T2600G-28TS(config-if-range)#exit

T2600G-28TS(config)#interface gigabitEthernet 1/0/3

T2600G-28TS(config-if)#dot1x

T2600G-28TS(config-if)#dot1x port-method port-based

T2600G-28TS(config-if)#dot1x port-control auto

T2600G-28TS(config-if)#dot1x mab

T2600G-28TS(config-if)#exit

4)Verify the configurations.

Verify the global configurations of 802.1X authentication:

T2600G-28TS#show dot1x global

802.1X State: Enabled

Authentication Method: EAP

Handshake State: Enabled

Guest VLAN State: Disabled

Guest VLAN ID: N/A

802.1X Accounting State: Disabled

802.1X VLAN Assignment State: Disabled

Quiet-period State: Disabled

Quiet-period Timer: 10 sec.

Max Retry-times For RADIUS Packet: 3

Supplicant Timeout: 3 sec.

Verify the configurations of 802.1X authentication on the port:

T2600G-28TS#show dot1x interface

Port State MAB State GuestVLAN PortControl PortMethod Authorized LAG

---- ----- --------- ----------- -------------- ----------- ------------- -----

Gi1/0/1 disabled disabled disabled auto mac-based authorized N/A

Gi1/0/2 disabled disabled disabled auto mac-based authorized N/A

Gi1/0/3 enabled enabled disabled auto port-based unauthorized N/A

...

Verify the configurations of RADIUS:

T2600G-28TS#show aaa global

AAA global status: Enable

Module Login List Enable List

Console default default

Telnet default default

Ssh default default

Http default default

T2600G-28TS#show aaa authentication dot1x

Methodlist pri1 pri2 pri3 pri4

default radius -- -- --

T2600G-28TS#show aaa group radius

192.168.0.253

3.4Verify the Configuration Result

After all configurations are completed, you can follow the steps below to test whether MAB works.

Using the GUI

1)Choose the menu Network Security > 802.1X > Port Config to check whether the port 1/0/3 has passed the authentication successfully.

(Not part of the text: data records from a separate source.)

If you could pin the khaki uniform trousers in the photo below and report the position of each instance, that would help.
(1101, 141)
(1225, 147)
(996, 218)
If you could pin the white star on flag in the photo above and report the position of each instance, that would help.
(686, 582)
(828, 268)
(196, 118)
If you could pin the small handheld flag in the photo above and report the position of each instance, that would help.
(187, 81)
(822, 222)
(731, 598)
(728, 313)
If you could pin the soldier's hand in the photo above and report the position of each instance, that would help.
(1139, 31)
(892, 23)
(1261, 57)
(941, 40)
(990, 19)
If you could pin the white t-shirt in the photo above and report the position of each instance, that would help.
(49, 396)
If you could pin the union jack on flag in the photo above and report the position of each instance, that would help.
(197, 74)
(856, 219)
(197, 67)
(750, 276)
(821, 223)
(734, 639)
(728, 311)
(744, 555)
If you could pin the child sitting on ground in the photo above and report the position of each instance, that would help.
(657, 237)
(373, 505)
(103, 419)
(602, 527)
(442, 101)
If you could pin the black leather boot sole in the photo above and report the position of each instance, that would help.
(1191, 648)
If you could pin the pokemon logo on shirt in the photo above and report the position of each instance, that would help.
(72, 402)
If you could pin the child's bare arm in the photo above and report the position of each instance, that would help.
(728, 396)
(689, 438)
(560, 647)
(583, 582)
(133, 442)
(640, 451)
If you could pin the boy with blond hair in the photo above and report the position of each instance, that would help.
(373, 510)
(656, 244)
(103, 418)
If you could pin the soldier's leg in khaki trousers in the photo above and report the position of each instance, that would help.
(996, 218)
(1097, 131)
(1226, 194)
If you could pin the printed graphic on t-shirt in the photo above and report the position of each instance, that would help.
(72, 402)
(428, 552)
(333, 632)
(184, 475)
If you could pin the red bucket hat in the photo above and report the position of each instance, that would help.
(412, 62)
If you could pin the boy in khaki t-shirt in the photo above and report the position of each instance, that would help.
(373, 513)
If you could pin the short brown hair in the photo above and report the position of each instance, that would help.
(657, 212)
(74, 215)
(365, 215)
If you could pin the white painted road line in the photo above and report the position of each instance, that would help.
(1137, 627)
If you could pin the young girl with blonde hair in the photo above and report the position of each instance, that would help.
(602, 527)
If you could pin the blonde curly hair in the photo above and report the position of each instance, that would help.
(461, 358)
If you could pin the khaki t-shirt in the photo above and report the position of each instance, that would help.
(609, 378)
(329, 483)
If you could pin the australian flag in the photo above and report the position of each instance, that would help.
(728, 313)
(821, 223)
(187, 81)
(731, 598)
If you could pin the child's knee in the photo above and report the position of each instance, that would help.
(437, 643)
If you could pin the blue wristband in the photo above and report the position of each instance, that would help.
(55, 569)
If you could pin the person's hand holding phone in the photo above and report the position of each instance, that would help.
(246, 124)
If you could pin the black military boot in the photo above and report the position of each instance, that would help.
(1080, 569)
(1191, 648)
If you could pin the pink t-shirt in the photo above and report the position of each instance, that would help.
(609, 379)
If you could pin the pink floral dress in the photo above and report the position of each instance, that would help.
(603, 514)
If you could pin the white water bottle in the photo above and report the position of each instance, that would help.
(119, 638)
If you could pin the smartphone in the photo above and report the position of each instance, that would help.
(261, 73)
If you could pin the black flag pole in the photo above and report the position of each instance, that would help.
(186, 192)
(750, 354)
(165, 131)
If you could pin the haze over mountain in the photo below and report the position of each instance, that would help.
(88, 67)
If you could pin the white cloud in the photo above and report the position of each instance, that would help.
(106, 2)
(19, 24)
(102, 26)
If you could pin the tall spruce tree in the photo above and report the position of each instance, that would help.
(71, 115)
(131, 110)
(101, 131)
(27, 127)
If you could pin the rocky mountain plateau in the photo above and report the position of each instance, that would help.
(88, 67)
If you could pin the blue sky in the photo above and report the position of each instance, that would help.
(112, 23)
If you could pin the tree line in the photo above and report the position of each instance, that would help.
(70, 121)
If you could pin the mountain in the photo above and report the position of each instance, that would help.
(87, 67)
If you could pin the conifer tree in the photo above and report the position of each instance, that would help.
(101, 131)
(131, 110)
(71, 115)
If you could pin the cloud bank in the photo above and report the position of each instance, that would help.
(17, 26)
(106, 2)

The port authentication state changes from Unauthorized to Authorized, that is, the port has passed the authentication.

2)Open a web browser and browse a website to check whether the PC can get access to the internet.

Using the CLI

1)Verify the 802.1X authorization states on the port:

T2600G-28TS#show dot1x interface

Port State MAB State GuestVLAN PortControl PortMethod Authorized LAG

---- ------- ------------ ------------ ------------ --------------- ------------ -----

Gi1/0/1 disabled disabled disabled auto mac-based authorized N/A

Gi1/0/2 disabled disabled disabled auto mac-based authorized N/A

Gi1/0/3 enabled enabled disabled auto port-based authorized N/A

...

2)Open a web browser and browse a website and to check whether the PC can get access to the internet.